Last, but certainly not least, was the emphasis on asymmetry, something which is at the very core of my own investing approach. Referencing his famous “Dhandho” principle, Pabrai says you want situations where it is “heads you win, tails you don’t lose too much.”

It’s just maths. You can watch most of your investments drop to zero and still do really well overall if you nab only a single 100-bagger. Provided, that is, you don’t continually fiddle with things along the way.

That asymmetry is not going to happen with Telstra, CBA, or other “blue chip” stocks. Not to call them out as bad investments, but only to say that the compromise you make for relative safety is very average returns. Which is fine, if not preferable, when your goal is capital preservation. But if your goal is material wealth accumulation, and you have a reasonable runway ahead of you, then it’s a good idea to swing for the fences.

Not, I hasten to add, in a reckless manner where you simply spray and pray over a variety of high-risk moonshots. That’s a great way to lose money. Rather, it means seeking out companies with a reasonable potential for significant and enduring growth, limited downside if they fall short, and for which there is at least some evidence that they are on the right path.
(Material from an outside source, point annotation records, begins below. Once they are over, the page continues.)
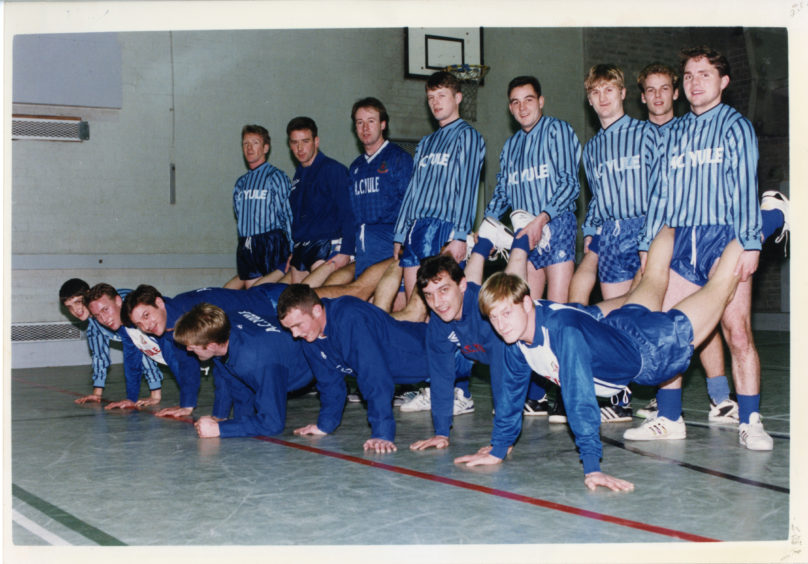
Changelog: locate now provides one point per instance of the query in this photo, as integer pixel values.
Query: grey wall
(100, 209)
(91, 209)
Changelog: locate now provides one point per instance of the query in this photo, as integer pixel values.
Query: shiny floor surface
(85, 476)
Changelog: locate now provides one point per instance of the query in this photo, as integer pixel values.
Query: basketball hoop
(469, 77)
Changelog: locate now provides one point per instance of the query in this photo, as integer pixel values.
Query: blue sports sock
(718, 388)
(622, 398)
(670, 403)
(522, 242)
(536, 389)
(483, 247)
(462, 373)
(747, 405)
(772, 221)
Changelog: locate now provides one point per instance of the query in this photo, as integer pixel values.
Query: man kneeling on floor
(255, 363)
(346, 336)
(610, 345)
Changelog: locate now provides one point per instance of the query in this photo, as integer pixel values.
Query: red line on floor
(460, 484)
(499, 493)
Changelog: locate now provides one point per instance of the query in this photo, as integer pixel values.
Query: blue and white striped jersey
(98, 338)
(379, 182)
(707, 176)
(261, 202)
(538, 171)
(445, 180)
(619, 164)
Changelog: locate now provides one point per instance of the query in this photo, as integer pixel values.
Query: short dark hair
(524, 80)
(142, 295)
(376, 104)
(300, 123)
(714, 57)
(72, 288)
(201, 325)
(257, 130)
(370, 102)
(443, 79)
(297, 296)
(432, 267)
(657, 68)
(98, 291)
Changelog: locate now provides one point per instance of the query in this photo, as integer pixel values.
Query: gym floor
(84, 476)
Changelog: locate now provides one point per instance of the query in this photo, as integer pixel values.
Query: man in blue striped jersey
(80, 300)
(659, 88)
(538, 173)
(379, 179)
(707, 190)
(263, 216)
(323, 226)
(441, 199)
(147, 309)
(593, 350)
(618, 162)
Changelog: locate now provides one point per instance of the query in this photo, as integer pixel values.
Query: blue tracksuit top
(445, 180)
(538, 171)
(475, 338)
(620, 167)
(135, 362)
(362, 340)
(576, 351)
(263, 363)
(707, 176)
(184, 365)
(321, 206)
(378, 184)
(261, 202)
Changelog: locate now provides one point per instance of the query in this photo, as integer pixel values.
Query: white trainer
(497, 233)
(520, 219)
(657, 429)
(462, 404)
(752, 435)
(422, 401)
(724, 412)
(774, 200)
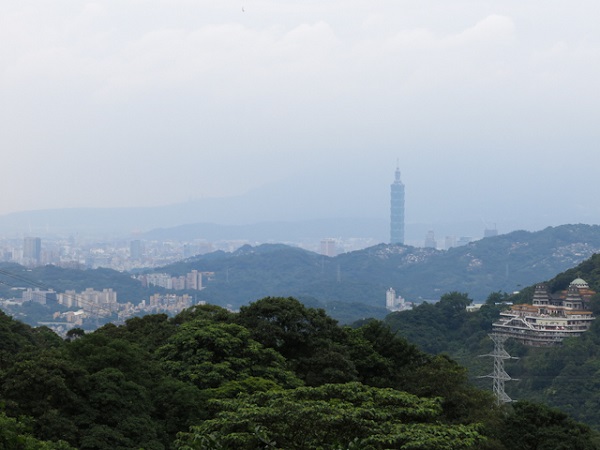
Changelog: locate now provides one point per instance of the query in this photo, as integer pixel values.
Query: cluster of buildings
(94, 305)
(551, 317)
(395, 303)
(190, 281)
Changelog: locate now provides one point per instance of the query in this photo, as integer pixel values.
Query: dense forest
(275, 375)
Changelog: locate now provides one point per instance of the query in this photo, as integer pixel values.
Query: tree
(331, 416)
(209, 354)
(315, 347)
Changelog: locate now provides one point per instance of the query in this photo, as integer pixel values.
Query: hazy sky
(491, 107)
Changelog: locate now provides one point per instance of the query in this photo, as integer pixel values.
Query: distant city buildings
(190, 281)
(32, 251)
(396, 303)
(397, 210)
(430, 241)
(136, 249)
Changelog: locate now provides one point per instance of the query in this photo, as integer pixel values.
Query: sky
(490, 108)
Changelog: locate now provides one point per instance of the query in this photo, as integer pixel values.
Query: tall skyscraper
(397, 210)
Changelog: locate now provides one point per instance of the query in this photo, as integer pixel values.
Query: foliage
(329, 417)
(276, 375)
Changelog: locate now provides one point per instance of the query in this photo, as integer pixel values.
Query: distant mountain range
(500, 263)
(353, 285)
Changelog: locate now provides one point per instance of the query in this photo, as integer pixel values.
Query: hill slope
(501, 263)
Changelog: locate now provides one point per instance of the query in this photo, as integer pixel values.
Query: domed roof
(580, 283)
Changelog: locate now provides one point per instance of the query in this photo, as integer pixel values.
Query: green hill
(501, 263)
(275, 375)
(566, 377)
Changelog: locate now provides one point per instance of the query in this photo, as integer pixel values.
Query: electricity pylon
(499, 375)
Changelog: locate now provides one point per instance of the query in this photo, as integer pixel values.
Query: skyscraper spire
(397, 209)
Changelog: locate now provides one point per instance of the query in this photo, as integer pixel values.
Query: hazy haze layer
(490, 107)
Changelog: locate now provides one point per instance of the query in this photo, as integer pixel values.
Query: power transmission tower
(499, 375)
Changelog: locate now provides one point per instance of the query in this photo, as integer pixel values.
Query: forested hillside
(501, 263)
(566, 377)
(275, 375)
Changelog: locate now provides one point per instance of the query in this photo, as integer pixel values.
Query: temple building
(550, 318)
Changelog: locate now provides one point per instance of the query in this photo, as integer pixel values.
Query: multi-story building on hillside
(550, 318)
(397, 210)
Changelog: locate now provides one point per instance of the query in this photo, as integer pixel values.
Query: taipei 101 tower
(397, 210)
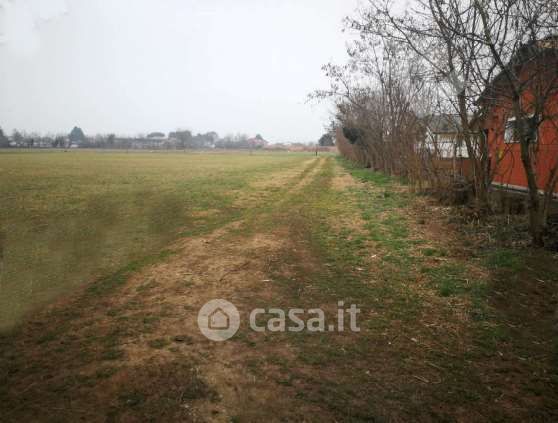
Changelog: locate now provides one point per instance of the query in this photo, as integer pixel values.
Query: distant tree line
(178, 140)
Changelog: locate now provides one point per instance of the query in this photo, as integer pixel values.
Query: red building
(536, 68)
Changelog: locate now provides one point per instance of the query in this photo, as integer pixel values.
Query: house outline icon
(218, 319)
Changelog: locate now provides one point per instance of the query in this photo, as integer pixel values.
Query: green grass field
(67, 218)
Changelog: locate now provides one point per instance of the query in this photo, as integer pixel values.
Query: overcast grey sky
(133, 66)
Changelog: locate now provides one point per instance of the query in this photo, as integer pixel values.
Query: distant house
(536, 65)
(442, 139)
(443, 146)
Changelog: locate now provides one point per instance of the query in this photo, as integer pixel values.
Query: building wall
(506, 157)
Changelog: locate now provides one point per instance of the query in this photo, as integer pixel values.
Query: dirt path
(129, 349)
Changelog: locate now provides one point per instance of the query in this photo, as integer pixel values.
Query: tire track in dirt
(145, 356)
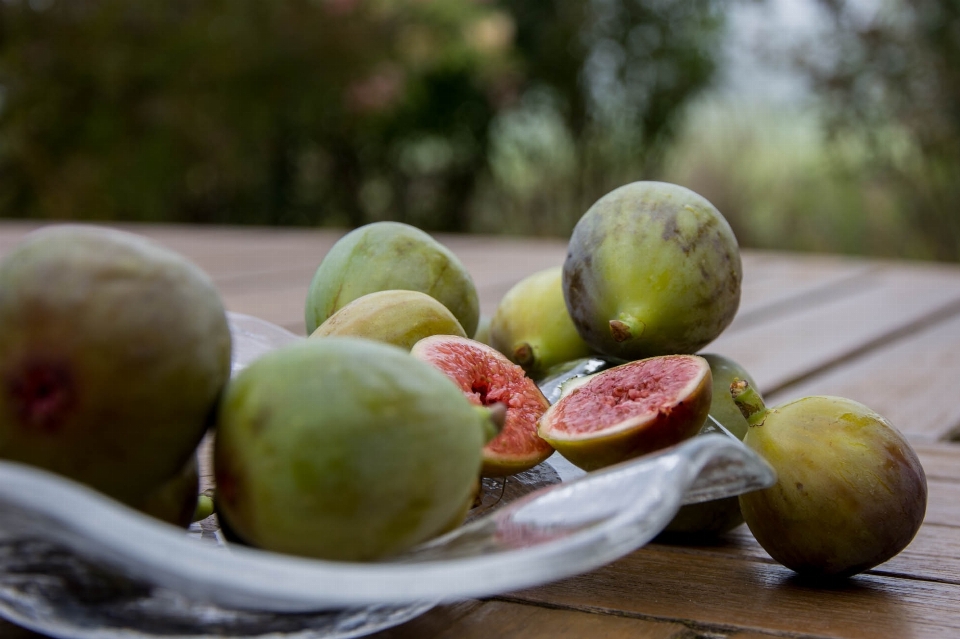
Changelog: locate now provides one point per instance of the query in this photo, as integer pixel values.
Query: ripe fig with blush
(850, 491)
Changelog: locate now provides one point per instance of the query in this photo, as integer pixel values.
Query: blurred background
(813, 125)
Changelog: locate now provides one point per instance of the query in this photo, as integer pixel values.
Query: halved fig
(630, 410)
(487, 377)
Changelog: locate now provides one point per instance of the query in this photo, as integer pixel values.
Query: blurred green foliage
(335, 112)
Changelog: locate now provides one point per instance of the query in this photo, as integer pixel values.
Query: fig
(652, 269)
(344, 449)
(486, 377)
(707, 520)
(850, 491)
(113, 353)
(385, 256)
(531, 325)
(630, 410)
(401, 318)
(175, 501)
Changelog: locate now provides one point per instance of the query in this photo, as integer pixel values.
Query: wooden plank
(794, 346)
(503, 620)
(907, 380)
(661, 583)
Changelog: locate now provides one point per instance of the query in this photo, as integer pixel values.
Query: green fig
(850, 493)
(651, 269)
(344, 449)
(175, 501)
(113, 352)
(386, 256)
(401, 318)
(531, 325)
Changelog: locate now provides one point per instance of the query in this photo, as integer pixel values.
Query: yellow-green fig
(531, 325)
(651, 269)
(385, 256)
(401, 318)
(345, 449)
(850, 493)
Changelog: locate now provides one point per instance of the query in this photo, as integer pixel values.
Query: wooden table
(881, 332)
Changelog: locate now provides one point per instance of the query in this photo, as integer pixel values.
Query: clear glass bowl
(74, 563)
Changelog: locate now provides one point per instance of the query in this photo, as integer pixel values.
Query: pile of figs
(372, 434)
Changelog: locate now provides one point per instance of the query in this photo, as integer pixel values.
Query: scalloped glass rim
(557, 531)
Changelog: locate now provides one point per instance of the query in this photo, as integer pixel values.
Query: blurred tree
(323, 111)
(890, 76)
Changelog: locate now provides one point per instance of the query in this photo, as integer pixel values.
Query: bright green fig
(401, 318)
(850, 491)
(113, 353)
(652, 269)
(386, 256)
(345, 449)
(709, 519)
(630, 410)
(487, 378)
(531, 325)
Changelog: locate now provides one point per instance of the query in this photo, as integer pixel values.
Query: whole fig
(113, 353)
(850, 491)
(401, 318)
(651, 269)
(385, 256)
(344, 449)
(531, 325)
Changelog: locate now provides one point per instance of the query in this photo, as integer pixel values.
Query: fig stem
(626, 327)
(494, 417)
(748, 400)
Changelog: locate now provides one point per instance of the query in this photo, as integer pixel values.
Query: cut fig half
(487, 378)
(630, 410)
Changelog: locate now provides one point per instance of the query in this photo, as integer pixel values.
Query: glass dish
(74, 563)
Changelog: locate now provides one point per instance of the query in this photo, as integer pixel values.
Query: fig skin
(345, 449)
(385, 256)
(673, 421)
(652, 269)
(113, 353)
(697, 523)
(531, 325)
(401, 318)
(850, 493)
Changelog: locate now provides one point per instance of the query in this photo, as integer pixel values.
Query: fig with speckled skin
(850, 491)
(345, 449)
(113, 353)
(385, 256)
(651, 269)
(531, 325)
(401, 318)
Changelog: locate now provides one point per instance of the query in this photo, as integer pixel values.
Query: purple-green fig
(531, 325)
(384, 256)
(113, 353)
(850, 491)
(651, 269)
(344, 449)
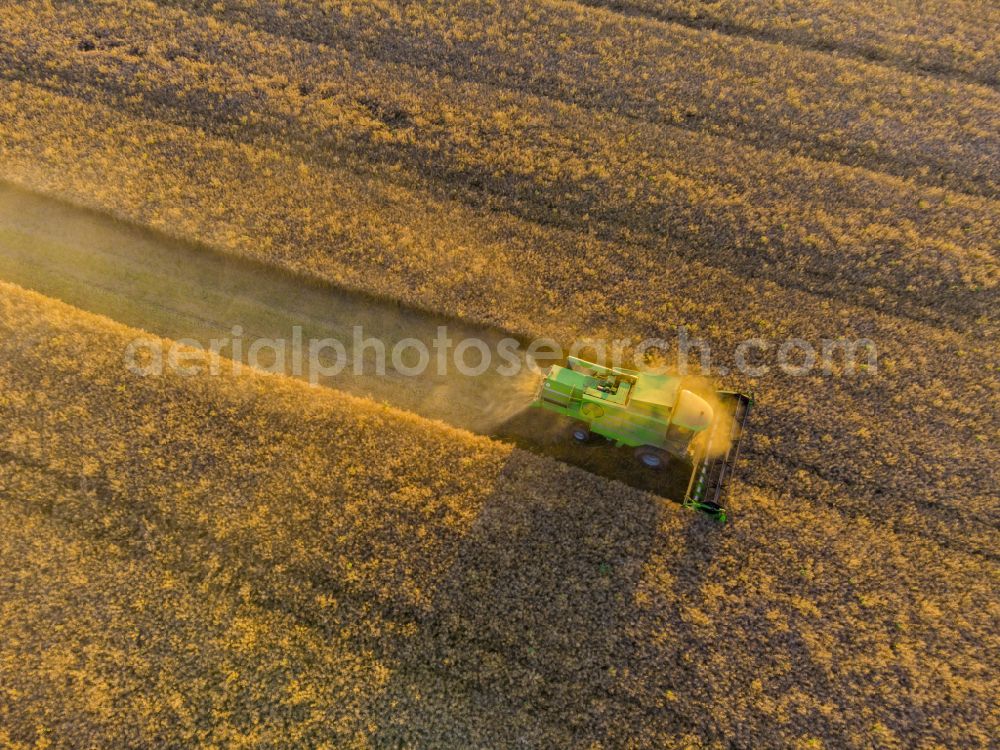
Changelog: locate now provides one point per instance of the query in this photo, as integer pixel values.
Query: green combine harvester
(670, 427)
Narrative and hope alone won’t cut it.

Ultimately, the thread running through all of Pabrai’s philosophy is that successful investing is less about raw intelligence and more about character. It requires the humility to clone, the discipline to simplify, and the patience to wait for the right opportunities with meaningful upside, and to simply get the hell out of the way when you find them.

It’s all rather straightforward, at least in concept — although in practice, it is anything but. Still, these ideas serve as a valuable North Star. And when we inevitably stumble, take solace in the fact that, in Pabrai’s words:

“Mistakes are the best teachers. One does not learn from success. It is desirable to learn vicariously from other people’s failures, but it gets much more firmly seared in when they are your own.”